عنوان مقاله [English]
Background and objective: It is a fact that demand for wood products has been increasing with the increasing in the population of the world that adversely influences the sustainable utilization of forest resources. In recent years, there has been widespread interest in the manufacturing of products from recycled materials. Among the waste materials, waste tires are a major concern, because the amount of waste tires is increasing more and more due to the increasing demand for tires and because of their short lifetime, it is therefore necessary to develop methods for recycling waste tires. Effectively recycling waste tires such as manufacturing wood-rubber-based composites could be one of the solutions. This research, physical and mechanical properties of particleboard made from waste tire powder and wood particles were investigated.
Materials and methods: The variable in this research were the ratio of waste tire powder to wood chips (at five levels; 0:100, 10:90, 20:80, 30:70, 40:60). Industrial wood particles from Sanate Choube Shomal Company were used. Urea formaldehyde resin used at 10 percent level of dry weight of raw material as well as ammonium chloride was used as a catalyst at 2 percent level of the dry weight of adhesive. After the mixing process raw material together, mat at temperature of 170°c for 5 minutes under hot press was placed. Physical and mechanical properties of panels measured according to EN Standard. Also the dispersion of waste tire in particleboard was evaluated by scanning electron microscopy (SEM). Physical and mechanical properties of panels analyzed using variance analysis in 5% probability level.
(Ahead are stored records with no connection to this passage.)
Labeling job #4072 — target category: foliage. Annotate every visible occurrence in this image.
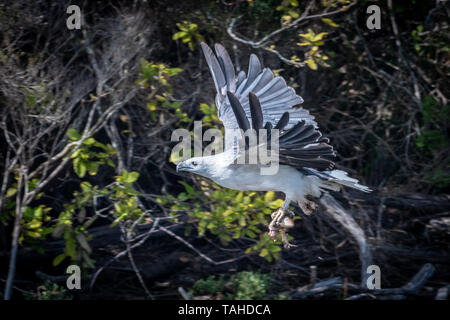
[191,271,271,300]
[53,170,144,268]
[157,181,283,261]
[297,29,328,70]
[136,59,190,124]
[23,280,72,300]
[172,21,204,51]
[276,0,300,25]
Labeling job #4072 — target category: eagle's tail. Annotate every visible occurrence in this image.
[305,168,372,192]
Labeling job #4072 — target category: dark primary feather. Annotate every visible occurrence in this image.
[201,43,317,134]
[215,43,236,91]
[249,92,263,132]
[227,91,250,132]
[227,92,335,170]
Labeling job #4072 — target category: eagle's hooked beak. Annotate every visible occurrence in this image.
[177,161,189,172]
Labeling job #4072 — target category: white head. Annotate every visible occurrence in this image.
[177,157,215,178]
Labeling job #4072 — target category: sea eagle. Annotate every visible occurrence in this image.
[176,43,371,247]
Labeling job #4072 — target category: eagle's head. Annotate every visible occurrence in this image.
[177,157,210,176]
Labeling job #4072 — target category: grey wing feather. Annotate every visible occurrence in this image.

Results: The results showed, increasing waste tire percent resulted in decreasing the bending strength, modulus of elasticity and internal bonding of the boards. Although melting of the tire might be expected to increase bonding strength with the wood, this did not happen at the temperatures applied in this study, because the waste tire might melt at temperatures higher than 170°c. Based on images of scanning electron microscopy, it is clear that tire has not melted at the press temperature and has been created no connection with wood. Water absorption and thickness swelling after 2 and 24 hours immersion in water decreased with increasing of the waste tire content, So that the maximum of WA and TS after 2 and 24 hours of immersion in water were found in control specimens and the minimum value of these factors were found in the boards contain of 40 percent of the waste tire.
Conclusion: Results showed, there was usability of the waste tire up to 20 percent for general purpose boards and up to 10 percent for interior fitments (including furniture) for use in dry conditions.